Introduction to NLP tasks

  • Written language is a sequence of characters
  • We will use text as list of words
    • tokenization

In [ ]:
x = "The cat sat on the mat"
words = x.split()
print(words)
  • The computer does not know anything about words or any human language
    • we consider the words as abstract labels
  • Usually we put the words into a vocabulary and assign an integer ID to all of them

In [ ]:
vocabulary = {w:i for i, w in enumerate(set(x.split()))}
print(vocabulary)
print("------------------")
print(words)
print([vocabulary[w] for w in words])

For now, this is what we have to compute with, but later you will learn more about representing words (other than meaningless IDs).

POS

Part-of-speech tag is a property of words. More precisely, we put words into categories according what role they play in a given sentence.

Example

The dog saw a cat .
determiner noun verb determiner noun punctuation

  • Interchangeable words should end up in the same category.
    • The category is the pos tag
  • The correct tag depends on the context, not only the word itself.
You talk the talk but do you walk the walk ?
pronoun verb determiner noun conjunction verb pronoun verb determiner noun punctuation
  • One can change the verbs to give which is an other verb, but not the nouns.
  • You cannot put any verb in place of "give" because the sentence loses its meaning.
    • POS tag only tells the grammatical role: what words can take place without compromising the grammar.

POS tagging

... is a task to label every word in a given text with the appropriate POS tags. An algorithm for that will be our very first NLP task!

Tagsets

  • The tags themselves are the result of linguistic/NLP consensus
    • there are several conventions for them.
  • From computational point of view, there is no definition for POS tags
    • Benchmark datasets are the definition (gold standard) of what the correct tags are.

From Universal Dependencies using Universal POS tags:

This killing of a respected cleric will be causing us trouble for years to come .
DET NOUN ADP DET ADJ NOUN AUX AUX VERB PRON NOUN ADP NOUN PART VERB PUNCT

Or a hungarian one

A gazdaság ilyen mértékű fejlődését több folyamat gerjeszti .
DET NOUN DET ADJ NOUN DET NOUN VERB PUNCT

The Universal tagset is language independent, except some language specific features. For example the words "cleric" and "gazdaság" are both NOUNs. In English "a" and "the" are determinants, in Hungarian "a" and "az" have similar grammatical functions.

From UMBC webbase corpus using Penn Treebank tagset:

Well , let me just say there is n't too much I can tell you right at the moment .
RB , VB PRP RB VBP EX VBZ RB RB JJ PRP MD VB PRP RB IN DT NN .

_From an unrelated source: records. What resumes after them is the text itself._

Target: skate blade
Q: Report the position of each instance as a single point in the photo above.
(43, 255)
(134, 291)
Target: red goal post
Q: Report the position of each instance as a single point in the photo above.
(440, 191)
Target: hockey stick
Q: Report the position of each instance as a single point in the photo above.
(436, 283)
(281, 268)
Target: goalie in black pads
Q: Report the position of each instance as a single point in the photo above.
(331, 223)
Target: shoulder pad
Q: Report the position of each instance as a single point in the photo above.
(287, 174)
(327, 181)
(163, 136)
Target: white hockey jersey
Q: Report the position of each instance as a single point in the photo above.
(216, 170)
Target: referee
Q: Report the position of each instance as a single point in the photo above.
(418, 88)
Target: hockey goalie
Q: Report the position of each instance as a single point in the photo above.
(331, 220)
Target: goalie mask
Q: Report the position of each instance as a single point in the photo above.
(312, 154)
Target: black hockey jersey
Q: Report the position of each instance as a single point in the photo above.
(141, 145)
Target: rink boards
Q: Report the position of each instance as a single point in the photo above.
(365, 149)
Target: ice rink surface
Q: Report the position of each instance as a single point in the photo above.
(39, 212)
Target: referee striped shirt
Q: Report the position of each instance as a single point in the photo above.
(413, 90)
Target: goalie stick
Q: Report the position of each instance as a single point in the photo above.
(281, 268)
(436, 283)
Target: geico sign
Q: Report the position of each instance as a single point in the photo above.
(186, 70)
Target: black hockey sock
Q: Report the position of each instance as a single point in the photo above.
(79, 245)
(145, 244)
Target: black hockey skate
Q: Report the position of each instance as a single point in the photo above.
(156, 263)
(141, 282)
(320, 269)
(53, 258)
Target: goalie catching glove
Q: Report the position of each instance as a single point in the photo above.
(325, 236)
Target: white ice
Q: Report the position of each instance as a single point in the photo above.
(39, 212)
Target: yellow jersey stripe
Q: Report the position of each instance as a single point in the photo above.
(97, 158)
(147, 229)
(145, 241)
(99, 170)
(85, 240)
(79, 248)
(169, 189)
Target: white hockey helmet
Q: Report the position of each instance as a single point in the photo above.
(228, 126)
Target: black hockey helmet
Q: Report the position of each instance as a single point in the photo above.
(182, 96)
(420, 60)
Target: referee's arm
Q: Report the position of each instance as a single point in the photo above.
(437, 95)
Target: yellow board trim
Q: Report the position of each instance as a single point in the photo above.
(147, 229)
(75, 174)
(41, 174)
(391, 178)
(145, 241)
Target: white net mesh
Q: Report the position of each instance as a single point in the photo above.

The latter is just for English, note the EX (existential there) tag and the token "n't" after "is" with tag RB.

These are also tokenized!

Tagging in general

$word_1$ $word_2$ $word_3$ $\ldots$
$tag_1$ $tag_2$ $tag_3$ $\ldots$

Definition (Token) The atoms of interest, in our case the words of a text.

Definition (Corpus) A list of tokens

Definition (Tokenization) The task of splitting a list of characters (raw text) into tokens.

Definition (Tagset) A finite (usually small) set of symbols, which are linguistically defined properties of tokens.

Definition (Labeled corpus) A List of (token, tag) pairs, where the tags are from a given tagset.

Definition (Tagging) Take a given (unlabeled) corpus and tagset. The tagging is the task of assigning the tags to tokens.

Sometimes a corpus is split at sentence boundaries, which means that sentences can be processed separately. Otherwise, a sentence boundary is just a special punctuation or end-of-sentence symbol.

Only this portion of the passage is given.